The performance 'EXISDANCE' combines dance and real-time projection mapping to create a jaw-dropping spectacle.
Images courtesy of P.I.C.S.
In the near future, performers may have their costumes projected directly onto their bodies. As they move around the stage, the projections move with them, adjusting to subtle gestures and cues in 3D and real time. An outfit change would be as easy as flipping a switch.
It's actually not so far off—just watch EXISDANCE, a performance backed by a new real-time tracking and projection-mapping system created by Panasonic. The collaboration between Panasonic and creative studio P.I.C.S. was premiered at this year's Infocomm in Orlando, FL in June.
Performed by Kikky, a respected robot dancer who once appeared in a Missy Elliot music video, EXISDANCE features stunning graphics projected directly onto his torso and the white space around him, as he enacts karate-inspired moves. The 3D functionality allow the graphics adjust to his body's position while staying centered on his chest. The graphics combine traditional cultural references, including the Itsukushima Shrine and Nagoya Castle, with technological ones, such as Tokyo Tower, robotics, and an exo-suit. The movements and graphical changes are practically seamless.

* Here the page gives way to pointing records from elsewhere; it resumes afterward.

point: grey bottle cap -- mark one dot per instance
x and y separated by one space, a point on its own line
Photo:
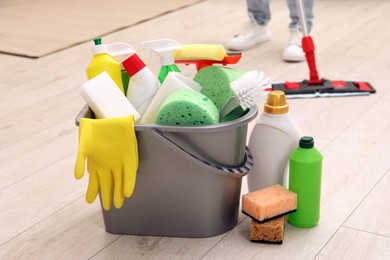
306 142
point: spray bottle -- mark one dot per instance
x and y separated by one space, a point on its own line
305 181
143 85
102 61
272 140
165 48
121 51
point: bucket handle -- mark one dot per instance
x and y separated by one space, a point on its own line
235 171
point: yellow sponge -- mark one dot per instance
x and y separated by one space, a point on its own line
200 52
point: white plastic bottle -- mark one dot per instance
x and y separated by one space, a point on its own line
273 138
143 84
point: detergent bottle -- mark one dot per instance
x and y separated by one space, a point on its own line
273 138
143 85
165 48
102 61
121 51
305 181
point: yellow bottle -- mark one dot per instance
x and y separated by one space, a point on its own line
102 61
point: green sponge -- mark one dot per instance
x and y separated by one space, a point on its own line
187 107
215 81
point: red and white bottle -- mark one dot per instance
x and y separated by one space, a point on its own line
143 84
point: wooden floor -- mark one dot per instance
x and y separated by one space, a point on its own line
43 213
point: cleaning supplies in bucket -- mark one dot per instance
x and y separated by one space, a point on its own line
110 148
187 107
121 51
143 85
105 99
273 138
248 90
173 82
102 61
164 48
203 55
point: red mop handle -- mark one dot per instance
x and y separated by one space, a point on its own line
308 48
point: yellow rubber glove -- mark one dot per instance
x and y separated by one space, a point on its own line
110 148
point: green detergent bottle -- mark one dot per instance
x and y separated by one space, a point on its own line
305 181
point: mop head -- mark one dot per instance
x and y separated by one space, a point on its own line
215 81
187 107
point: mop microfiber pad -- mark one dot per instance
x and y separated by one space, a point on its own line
215 81
269 203
271 232
200 52
187 107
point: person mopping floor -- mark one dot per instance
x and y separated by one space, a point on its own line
256 32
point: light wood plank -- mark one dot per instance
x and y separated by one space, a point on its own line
354 244
372 214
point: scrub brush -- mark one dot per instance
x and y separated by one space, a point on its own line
248 89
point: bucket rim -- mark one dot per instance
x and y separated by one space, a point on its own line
243 120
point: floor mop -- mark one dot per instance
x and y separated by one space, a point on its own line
316 86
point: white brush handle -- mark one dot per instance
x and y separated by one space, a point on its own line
230 105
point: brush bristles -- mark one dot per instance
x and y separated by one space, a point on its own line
250 88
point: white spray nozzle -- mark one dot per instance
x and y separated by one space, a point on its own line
164 47
120 51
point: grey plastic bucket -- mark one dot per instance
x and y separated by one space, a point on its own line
188 181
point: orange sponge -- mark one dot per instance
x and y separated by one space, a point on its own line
269 203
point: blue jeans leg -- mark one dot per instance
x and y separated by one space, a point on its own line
260 12
294 15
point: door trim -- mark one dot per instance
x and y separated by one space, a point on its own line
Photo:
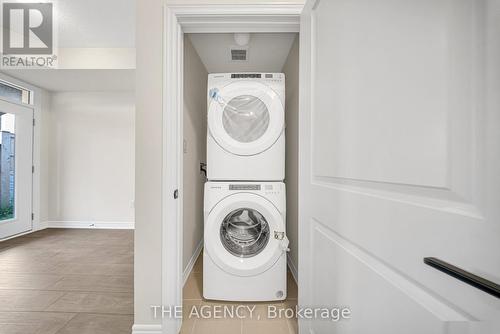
177 20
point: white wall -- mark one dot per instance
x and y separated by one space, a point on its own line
195 139
291 70
91 158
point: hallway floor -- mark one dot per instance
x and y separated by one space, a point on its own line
193 297
67 281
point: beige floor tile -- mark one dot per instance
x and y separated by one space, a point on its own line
25 267
292 291
33 322
209 326
194 287
94 283
72 268
265 327
293 326
27 300
94 302
99 324
27 281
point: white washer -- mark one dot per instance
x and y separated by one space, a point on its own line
245 241
246 126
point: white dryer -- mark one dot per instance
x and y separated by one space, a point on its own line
246 126
245 241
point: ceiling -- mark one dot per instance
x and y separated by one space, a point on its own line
77 80
267 52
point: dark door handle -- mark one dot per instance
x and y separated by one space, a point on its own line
478 282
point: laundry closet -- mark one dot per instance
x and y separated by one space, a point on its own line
270 59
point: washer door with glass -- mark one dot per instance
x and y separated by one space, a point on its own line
240 232
245 117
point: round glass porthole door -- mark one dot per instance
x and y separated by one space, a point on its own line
244 232
245 118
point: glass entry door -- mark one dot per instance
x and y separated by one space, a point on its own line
16 161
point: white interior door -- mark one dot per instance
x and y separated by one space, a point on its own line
400 160
16 144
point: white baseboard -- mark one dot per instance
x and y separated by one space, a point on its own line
89 224
146 329
41 226
293 269
192 261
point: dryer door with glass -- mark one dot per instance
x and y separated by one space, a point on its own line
244 234
245 117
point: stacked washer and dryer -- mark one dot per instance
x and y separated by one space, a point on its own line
245 199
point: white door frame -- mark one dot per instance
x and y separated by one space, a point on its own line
180 19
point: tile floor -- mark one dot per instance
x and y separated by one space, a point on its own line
193 297
70 281
67 281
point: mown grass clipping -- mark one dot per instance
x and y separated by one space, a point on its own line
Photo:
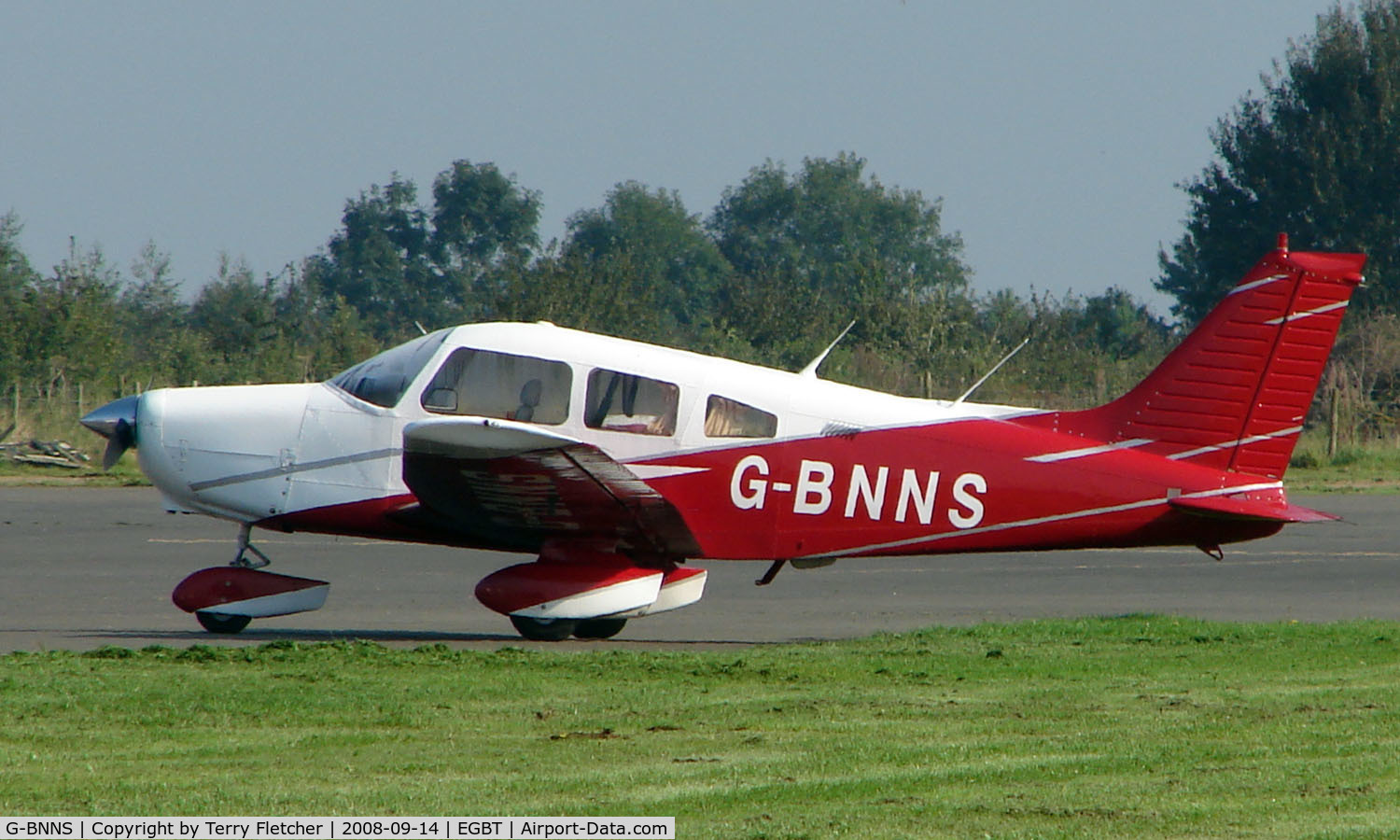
1128 727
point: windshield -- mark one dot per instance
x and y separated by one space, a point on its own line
384 378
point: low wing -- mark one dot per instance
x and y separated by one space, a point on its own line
1224 507
515 484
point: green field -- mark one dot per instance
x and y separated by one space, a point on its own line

"There is of course a timeline for the projection," Paul Lacroix, one of the project's technical directors, tells Creators. "Like in any similar show you have the music and the video that is matched with the music, but besides that everything is motion-tracked. [...] It's really tracking him and the position of his body in real time with the projected image on his body. It's very fast."
Whereas other motion-tracking systems experience a period of lag—or latency—between an object's movement and the projector's response, the Panasonic system used in EXISDANCE is almost instantaneous, or at least not easily detected by the eye. As Kikky floats across the stage, the projection appears to follow without any delay.
"[The system] tracks perfectly so the dancer can add a different movement or element [during the performance]," says Tateha Sakamoto, another technical director for P.I.C.S. The eventual choreography took a number of rounds of testing, as it evolved with the Kikky's movements and suggestions from the director, Hayato Ando.
For the system to track so precisely, the performer needs to wear a special outfit with a few dots as reference points. A less sophisticated system was demonstrated at Infocomm 2017, which let anyone hop on stage and test it out, though there was a more noticeable delay.
One of the team's biggest challenges has been to convince video viewers that the graphics weren't added in post-production.
"Many people saw the video and think it's done post production because it's so accurate," Lacroix said. "The accuracy [of the projection mapping] so high."
Moving forward, they want to push the system to its limit, adding more dancers in even more complex routines. They also plan to test different ideas to convince viewers that the projection mapping really is in real time by adding more improvised and spontaneous movements.